Auch wenn ich die Nikon-Z-Bedienung komisch und bisweilen unüberlegt finde, fühlt man sich doch auch ein bisschen zu Hause und lernt schnell die Kamera zu beherrschen. Der AF wird jetzt vorne rechts unten aktiviert und mit den Drehrädern zwischen AF-S, AF-C, M und auf dem anderen die Größe der Messfelder eingestellt. Die Bedienung in Daumennähe fände ich da noch besser, leider kann das aber nicht sinnvoll umprogrammiert werden.
Die Serienbildfunktion versteckt sich hinten ganz rechts unten, vermutlich soll man sie mit dem Handballen einstellen… was hat sich Nikon dabei gedacht? Die Kamera ist sowieso nicht so schnell, also gleich auf Serienbild einstellen und dabei belassen?

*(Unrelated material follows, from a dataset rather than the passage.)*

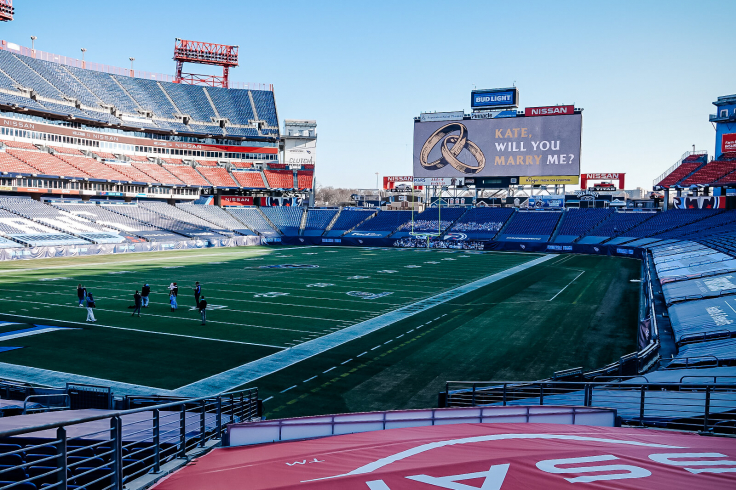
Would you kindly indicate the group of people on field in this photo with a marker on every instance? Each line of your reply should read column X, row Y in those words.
column 140, row 300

Das Info Display ist auf dem Oberdeck hoch willkommen, die +/- Korrektur ganz rechts außen verleitet den Zeigefinger wieder zum krampfen – dafür gehört der blöde Filmbutton ausgemerzt.
Jetzt wünschte ich nur meine modernen Sony-Objektive passen an das Z-Bajonett – denn beim Wunsch nach schnell zahlreichen Nikkor-S-Objektiven bleibt einem bei den geforderten Preisen bisher der Wunsch im Hals stecken…

Für rund 2000€ mit Adapter und 4/24-70 mm kann man auch nicht klagen, da bekommt man bei Nikon allemal mehr Qualität in die Hand als derzeit bei Canon, Sony oder Panasonic und Leica.

LICHT:
+ der Sucher ist super, der beste langsame Elektro-Sucher bisher!
+ die Haptik ist gut, ergonomischer als Sony
+ sehr attraktiver Preis – rund 1500€ für Gehäuse alleine
+ AF auch mit Nikon F-Objektiven sehr gut, nach Sony und Olympus am Drittbesten
+ 3000 langsame Serienaufnahmen in JPEG kein Problem, alles mit einem Akku
+ wird nicht warm
+ aufladbar über USB und Power-Bank
+ einwandfreie BQ erreichbar, auch in JPEG

+ Augenerkennung funktioniert seit FW 2.0 sehr gut
hochauflösender Monitor (2 MB) mit Touch-Funktion
+ besserer 5-Achsen Bildstabilisator als Sony!


SCHATTEN:
– Dunkelpause und stotternde Darstellung beim Serienbildmodus
– insgesamt eher langsam
– AF-Einstellung zunächst verwirrend
– AF auch mit Firmware 2.0 noch nicht auf schnellstem Sony Niveau
– kein Touch-Screen AF beim Blick durch den Sucher
– linkes Mode-Rad in der Form meistens überflüssig –
– +/- Taste schwer erreichbar
– Tastenverteilung ist dürftig
– nur Klappsucher
– nur ein XQD-Schacht
– keine Griffe, keine Kameraverlängerung lieferbar

Die Rufe nach einem D750 Nachfolger kann ich nicht verstehen. Wenn sie erscheint, werden allenfalls noch 20-30% der bisherigen Nutzer sie kaufen, denn die Z6 kann jetzt schon alles viel besser als die D750 und ist noch preiswerter. Diese DSLR-Geprägten Menschen leben in der Vergangenheit und haben offensichtlich noch nie mit einer Z6 fotografiert.
Über Bildqualität müssen wir hier nicht wirklich reden, wenn Sie beste Objektive verwenden und mit Nikon vertraut sind, werden Sie hier im Handumdrehen beste BQ heraus holen. Da sehen allenfalls die Sony 7RIII und die Panasonic S1R einen Stich durch noch mehr Auflösung.

Auch über die Objektive kann ich bisher nichts Nachteiliges sagen, außer das auch ich die Preise zu deftig finde. Bisher habe ich 4.0/24-70 mm S & 4.0/14-30 mm S in und bewährte F-Objektive in letzter Bauart Nutzung.